Revenu de base - Salaire universel

Le Monde.fr : « Pour un revenu de base individuel, universel et libre d’obligation »

Septembre 2019, par infosecusanté

« Pour un revenu de base individuel, universel et libre d’obligation »

Le Monde.fr

Tribune

Philippe Van Parijs

Philosophe

Yannick Vanderborght

Politiste

Revenu d’activité en France, revenu de citoyenneté en Italie, revenu universel en Finlande… Le philosophe Philippe Van Parijs et le politiste Yannick Vanderborght analysent, dans une tribune au « Monde », ce qu’ils considèrent comme un véritable instrument d’émancipation.

Publié le 04 septembre

Tribune.
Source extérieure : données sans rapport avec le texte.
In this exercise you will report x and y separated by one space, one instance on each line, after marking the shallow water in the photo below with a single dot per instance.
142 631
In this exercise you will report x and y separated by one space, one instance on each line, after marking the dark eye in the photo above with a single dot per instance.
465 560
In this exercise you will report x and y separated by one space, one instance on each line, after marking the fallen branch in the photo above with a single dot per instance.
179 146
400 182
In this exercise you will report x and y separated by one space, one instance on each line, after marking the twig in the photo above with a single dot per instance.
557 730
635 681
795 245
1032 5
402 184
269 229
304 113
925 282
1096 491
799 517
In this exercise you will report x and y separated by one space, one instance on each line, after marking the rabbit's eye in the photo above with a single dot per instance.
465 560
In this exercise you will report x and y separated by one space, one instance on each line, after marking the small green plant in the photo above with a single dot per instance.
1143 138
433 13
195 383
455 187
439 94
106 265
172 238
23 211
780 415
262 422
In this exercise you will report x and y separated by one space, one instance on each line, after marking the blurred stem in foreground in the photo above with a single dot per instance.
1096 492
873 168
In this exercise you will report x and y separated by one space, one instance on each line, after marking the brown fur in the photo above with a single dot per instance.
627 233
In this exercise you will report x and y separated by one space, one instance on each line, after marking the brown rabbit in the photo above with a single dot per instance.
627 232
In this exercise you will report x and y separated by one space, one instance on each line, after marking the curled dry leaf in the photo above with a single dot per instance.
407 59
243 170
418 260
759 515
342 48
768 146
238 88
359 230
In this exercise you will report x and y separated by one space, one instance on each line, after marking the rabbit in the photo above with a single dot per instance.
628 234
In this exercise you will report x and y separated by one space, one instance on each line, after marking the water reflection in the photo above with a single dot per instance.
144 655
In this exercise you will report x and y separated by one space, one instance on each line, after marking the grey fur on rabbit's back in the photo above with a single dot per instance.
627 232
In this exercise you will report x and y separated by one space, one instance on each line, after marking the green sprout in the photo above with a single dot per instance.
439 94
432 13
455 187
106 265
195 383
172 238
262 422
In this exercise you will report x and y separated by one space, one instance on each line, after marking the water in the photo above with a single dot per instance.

Mark Zuckerberg et Yanis Varoufakis le défendent. Les Suisses lui ont consacré un référendum, les Finlandais l’expérimentent. Et l’Italie, dit-on, vient de le mettre en pratique. En France, Benoît Hamon en a fait sa proposition phare lors des primaires de la gauche, en 2017, et le gouvernement actuel est en passe de créer un dispositif portant un nom fort proche. Mais lorsqu’on parle de « revenu de base », de « revenu de citoyenneté », de « revenu universel » ou de « revenu universel d’activité », s’agit-il bien de la même chose ?

Quand la popularité d’une idée explose et que l’intérêt qu’on lui porte se met à franchir allègrement clivages politiques et frontières nationales, il est inévitable que la confusion s’installe. C’est pour contribuer à dissiper cette confusion et à fournir un aperçu approfondi de l’histoire de l’idée de revenu de base et des débats qu’elle suscite aujourd’hui que nous avons publié un livre, dont la version française vient de paraître [Le Revenu de base inconditionnel. Une proposition radicale, La Découverte, 588 pages, 26 euros]. Nous sommes en effet convaincus que les variantes les mieux conçues de cette idée doivent guider les futures réformes de la protection sociale.

L’argument le plus fondamental en la faveur d’un revenu de base inconditionnel peut être exprimé très simplement : fournir un socle de sécurité économique constitue le moyen le plus efficace de garantir un minimum de liberté réelle à chacune et à chacun, et en particulier à celles et ceux qui en ont le moins. Dûment calibré et intégré à notre sécurité sociale, le revenu de base n’a pas seulement l’avantage de réduire la trappe inhérente aux filets de sécurité conventionnels et de diminuer le taux de non-recours parmi les personnes les plus vulnérables et les moins bien informées.

Il facilite aussi un va-et-vient souple entre l’emploi, la formation et les activités bénévoles, et constitue de ce fait aujourd’hui, en complément de l’apprentissage tout au long de la vie, un instrument crucial au service d’une économie efficace. Il est surtout l’ingrédient central d’une société dans laquelle la liberté de s’épanouir, par le travail et en dehors du travail, sera plus largement partagée et plus équitablement distribuée.

Au-delà de l’assistance sociale

C’est sa triple inconditionnalité qui fait du revenu de base un puissant instrument d’émancipation. Revenu régulier payé en espèces à chaque membre d’une société, indépendamment de sa situation familiale, de ses autres revenus et de sa relation à l’emploi, il s’écarte radicalement des dispositifs existants de revenu minimum relevant de l’assistance sociale. Ceux-ci réservent en effet les paiements aux plus pauvres, tiennent compte de la composition des ménages pour en fixer le montant et obligent leurs bénéficiaires à être disponibles sur le marché du travail. Le revenu de base, lui, est individuel, universel et libre d’obligation.

Le revenu universel d’activité promis par le gouvernement actuel demeure, comme le revenu de solidarité active (RSA), un dispositif d’assistance sociale. Il en va de même du Hartz IV instauré en Allemagne en 2005, du universal credit graduellement mis en place au Royaume-Uni depuis 2013, et du reddito di cittadinanza introduit cette année en Italie. Certes, ces dispositifs diffèrent sensiblement les uns des autres sous de multiples aspects : le montant maximum par personne, sa dégressivité en fonction de la taille du ménage et des revenus issus d’autres sources, le caractère plus ou moins strict de l’obligation de travailler. Mais il s’agit chaque fois de dispositifs ciblés sur les ménages pauvres.